The department said that less than one percent of daily international air travelers to the United States had been “inconvenienced” on Saturday.

Matthew Kolken, an immigration attorney based in Buffalo said there has been “a systemic bias against individuals from Muslim countries in the U.S. immigration departments” for years, including under the Obama administration.
“This isn’t unprecedented,” Kolken told The Washington Post by phone Sunday. “The unfortunate reality is the executive branch does have vast discretionary authority to determine who they are going [allow in or not].”

That said, Kolken believes “Trump has gone a step further without a doubt” in including even people who are lawful permanent residents and suspending all immigration applications from people from the seven countries on the banned list.

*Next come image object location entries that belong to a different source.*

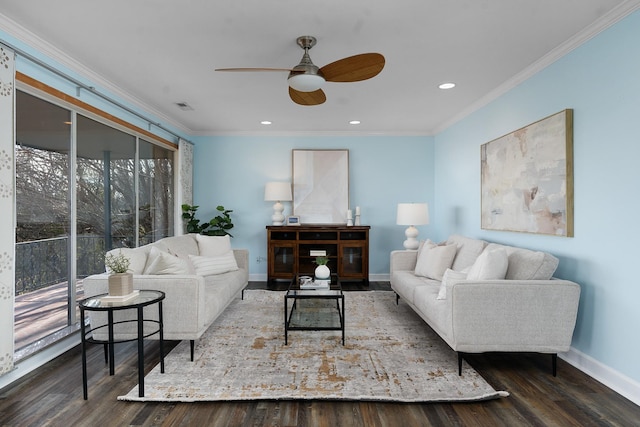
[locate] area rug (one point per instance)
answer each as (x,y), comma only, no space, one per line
(390,354)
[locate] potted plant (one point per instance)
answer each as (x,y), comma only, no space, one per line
(120,280)
(322,271)
(217,226)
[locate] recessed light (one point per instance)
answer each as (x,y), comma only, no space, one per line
(184,106)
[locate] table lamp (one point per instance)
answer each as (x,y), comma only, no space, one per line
(277,192)
(412,214)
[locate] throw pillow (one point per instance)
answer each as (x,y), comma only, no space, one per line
(165,263)
(434,260)
(213,245)
(137,258)
(206,266)
(490,265)
(447,277)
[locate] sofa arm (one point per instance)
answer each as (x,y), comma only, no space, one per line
(402,260)
(513,315)
(242,258)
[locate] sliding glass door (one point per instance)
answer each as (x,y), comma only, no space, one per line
(43,222)
(83,187)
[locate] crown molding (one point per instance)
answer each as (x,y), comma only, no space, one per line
(612,17)
(310,133)
(42,47)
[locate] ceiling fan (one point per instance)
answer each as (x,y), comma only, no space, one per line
(306,79)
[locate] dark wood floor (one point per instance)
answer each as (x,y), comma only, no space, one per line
(52,395)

If there was evidence of disparate treatment of individuals from the same country — if there were anecdotal evidence of, for example, a Syrian family of one religious background allowed to enter over that of another religious background — then that is where lawsuits could “come to play,” he said.

“The question becomes whether they’re trying to do an end-around by couching the ban as a country-specific ban based on a security-related issues when in reality it’s a religious ban,” Kolken said.